A Method for Working out What Your Cat Can and Cannot Eat?

A lot of people on the Internet ask questions about whether their domestic cat companion can eat tuna, cheese, milk, raw chicken or cooked chicken et cetera. They’re basically asking whether their cat can eat other things than commercially prepared cat food. Perhaps they are disappointed in commercially prepared cat food and I wouldn’t blame them but we are stuck with it and provided you give your cat the highest possible quality commercially made wet cat food you are on pretty safe ground. However, you are not on particularly safe ground if you start deciding to give your cat something else but is there a method or a thought which guides us?

If we start off with the premise that the ideal cat food for a domestic cat is a mouse pretty much in its entirety, then everything else should fall into line (I am not suggesting you should feed mice to your cat, obviously!). So, for example, cheese is nothing like a mouse therefore cheese is not particularly suitable for a cat unless it is in very small quantities. Cats like cheese because of the fat content which is around 3% in full fat milk. But cheese contains other ingredients and were are not sure what those ingredients are. It is high in salt, for example. The answer then to feeding a cat cheese is in very small amounts, if at all.

You might think that raw chicken is a bit like a mouse but it isn’t because raw chicken cannot be a balanced diet for a cat. It will be provided commercially, probably frozen, and there is a possibility unless one is careful that the chicken may carry salmonella which could harm your cat. Raw chicken needs handling properly. In addition, a small part of an animal like the leg of a chicken is not the same as the whole of a mouse.

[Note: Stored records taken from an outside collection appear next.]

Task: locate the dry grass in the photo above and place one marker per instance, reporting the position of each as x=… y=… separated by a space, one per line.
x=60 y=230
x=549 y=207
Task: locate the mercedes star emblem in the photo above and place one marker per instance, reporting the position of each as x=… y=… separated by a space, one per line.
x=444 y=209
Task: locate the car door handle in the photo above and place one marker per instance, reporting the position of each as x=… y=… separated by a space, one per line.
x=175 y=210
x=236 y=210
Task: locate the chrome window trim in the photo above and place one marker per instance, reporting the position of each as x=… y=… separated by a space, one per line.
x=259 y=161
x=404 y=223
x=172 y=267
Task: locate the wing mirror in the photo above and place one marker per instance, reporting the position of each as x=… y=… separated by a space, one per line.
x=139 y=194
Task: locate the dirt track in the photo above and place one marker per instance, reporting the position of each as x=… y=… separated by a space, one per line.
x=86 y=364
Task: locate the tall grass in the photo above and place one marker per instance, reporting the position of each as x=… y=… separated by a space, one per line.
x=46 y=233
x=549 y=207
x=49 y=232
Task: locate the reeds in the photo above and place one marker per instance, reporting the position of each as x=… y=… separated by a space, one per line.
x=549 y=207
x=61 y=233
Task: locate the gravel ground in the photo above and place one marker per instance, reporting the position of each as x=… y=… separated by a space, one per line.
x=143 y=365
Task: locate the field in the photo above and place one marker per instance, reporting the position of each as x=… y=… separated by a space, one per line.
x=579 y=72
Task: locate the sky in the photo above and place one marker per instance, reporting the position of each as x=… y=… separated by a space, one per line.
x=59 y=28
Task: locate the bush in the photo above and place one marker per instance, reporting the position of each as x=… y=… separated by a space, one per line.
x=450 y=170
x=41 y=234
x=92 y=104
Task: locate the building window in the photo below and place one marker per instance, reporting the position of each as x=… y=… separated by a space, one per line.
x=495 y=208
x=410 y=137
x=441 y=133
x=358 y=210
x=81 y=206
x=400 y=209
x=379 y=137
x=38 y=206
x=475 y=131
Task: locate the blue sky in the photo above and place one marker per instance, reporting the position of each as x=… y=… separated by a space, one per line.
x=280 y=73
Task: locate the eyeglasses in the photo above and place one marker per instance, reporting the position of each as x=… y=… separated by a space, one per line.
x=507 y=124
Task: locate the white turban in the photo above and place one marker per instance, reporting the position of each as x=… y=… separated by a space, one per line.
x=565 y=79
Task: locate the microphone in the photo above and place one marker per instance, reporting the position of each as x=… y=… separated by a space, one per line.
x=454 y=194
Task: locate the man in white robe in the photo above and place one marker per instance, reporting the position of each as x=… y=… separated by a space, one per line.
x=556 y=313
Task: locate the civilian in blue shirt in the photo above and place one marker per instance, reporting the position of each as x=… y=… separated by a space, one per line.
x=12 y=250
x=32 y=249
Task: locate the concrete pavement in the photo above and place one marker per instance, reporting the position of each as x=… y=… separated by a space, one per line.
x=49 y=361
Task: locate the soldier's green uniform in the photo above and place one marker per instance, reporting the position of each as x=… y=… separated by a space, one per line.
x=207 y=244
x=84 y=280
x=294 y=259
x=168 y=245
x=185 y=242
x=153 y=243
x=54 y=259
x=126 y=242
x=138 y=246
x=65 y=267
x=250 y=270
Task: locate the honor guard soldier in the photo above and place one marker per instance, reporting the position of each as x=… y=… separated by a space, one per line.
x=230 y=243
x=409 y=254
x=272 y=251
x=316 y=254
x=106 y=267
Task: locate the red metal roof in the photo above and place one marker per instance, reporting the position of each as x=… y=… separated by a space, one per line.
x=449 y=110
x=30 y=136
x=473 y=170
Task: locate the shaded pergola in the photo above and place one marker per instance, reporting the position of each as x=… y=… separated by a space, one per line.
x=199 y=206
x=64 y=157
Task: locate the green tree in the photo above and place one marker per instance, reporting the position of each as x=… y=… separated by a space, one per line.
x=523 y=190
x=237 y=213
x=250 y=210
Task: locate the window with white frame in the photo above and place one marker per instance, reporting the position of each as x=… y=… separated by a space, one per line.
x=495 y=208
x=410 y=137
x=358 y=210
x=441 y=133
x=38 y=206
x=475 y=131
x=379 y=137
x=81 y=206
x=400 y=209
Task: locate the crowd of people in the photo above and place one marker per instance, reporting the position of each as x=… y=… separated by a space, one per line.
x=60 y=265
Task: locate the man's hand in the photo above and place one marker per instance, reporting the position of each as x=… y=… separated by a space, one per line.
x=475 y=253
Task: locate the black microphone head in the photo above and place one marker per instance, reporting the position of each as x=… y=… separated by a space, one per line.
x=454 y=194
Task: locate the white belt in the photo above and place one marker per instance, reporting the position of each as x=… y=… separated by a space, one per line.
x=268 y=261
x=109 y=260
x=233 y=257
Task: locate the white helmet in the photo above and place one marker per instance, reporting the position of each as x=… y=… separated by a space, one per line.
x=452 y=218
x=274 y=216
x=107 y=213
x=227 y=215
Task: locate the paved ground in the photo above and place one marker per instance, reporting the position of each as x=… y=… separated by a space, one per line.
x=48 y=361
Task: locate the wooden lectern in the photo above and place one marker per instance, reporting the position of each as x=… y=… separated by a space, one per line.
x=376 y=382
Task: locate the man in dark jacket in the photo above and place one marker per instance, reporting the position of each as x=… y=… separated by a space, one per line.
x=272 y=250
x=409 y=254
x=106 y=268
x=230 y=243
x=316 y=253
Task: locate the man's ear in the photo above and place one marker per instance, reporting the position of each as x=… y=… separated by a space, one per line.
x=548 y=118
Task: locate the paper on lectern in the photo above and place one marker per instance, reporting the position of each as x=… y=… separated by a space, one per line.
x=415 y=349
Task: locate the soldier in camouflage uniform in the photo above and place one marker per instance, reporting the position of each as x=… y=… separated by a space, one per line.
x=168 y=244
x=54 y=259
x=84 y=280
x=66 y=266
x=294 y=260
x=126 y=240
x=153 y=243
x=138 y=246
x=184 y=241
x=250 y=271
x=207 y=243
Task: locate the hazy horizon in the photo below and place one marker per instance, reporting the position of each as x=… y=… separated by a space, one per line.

Tuna is a fish as we know and there is the faint possibility of the fish having mercury inside it which may harm your cat if your cat is fed large quantities of it. In addition a cat should not be solely fed a fish diet; we all know that. It is neither balanced not is it “meat”. There are other complications with providing your cat with fish in large quantities. You can read about them on this page.

As for milk, we know that a lot of cats are lactose intolerant and therefore drinking milk may give them diarrhoea. This, by now, is common knowledge.

You can see, therefore, that if one wishes to go off the well trodden route of high quality commercial wet cat food you are entering into an area where there could be problems because the cat’s digestive system is specialised. We know that the cat is an obligate carnivore. A domestic cat requires a specialist diet which really restricts a cat owner from deviating from it. It is hard to replicate the mouse is an ideal cat food. It requires skill.

People can provide their cat with raw cat food but once again that requires skill and unless you’re skilful at it you are liable to provide your cat with an unbalanced diet or worse.

I’m not saying that people should not try feeding their cat a raw diet but be careful and thoughtful. Sometimes manufacturers prepare a raw diet for domestic cats. This, I would consider to be safe.

In short, therefore, the answer to the multiple questions about whether a cat can eat cheese, milk, tuna and other treats such as ham et cetera is that in very small quantities the answer is yes but beyond that the answer must be no. People should stick to what is safe but that should not mean a permanent diet of dry cat food because personally, I don’t consider it safe either. The moisture content in a mouse is about 70%. What I mean is that a mouse is made up of 70% water and therefore once again, if you want to apply a method, dry cat food does not replicate the mouse as a balanced diet.

The method referred to in the title is to go back to basics and bear mind (a) that the ideal cat food is a mouse and (b) that the cat is an obligate carnivore with a specialist dietary requirement. You can’t deviate from it except in small doses.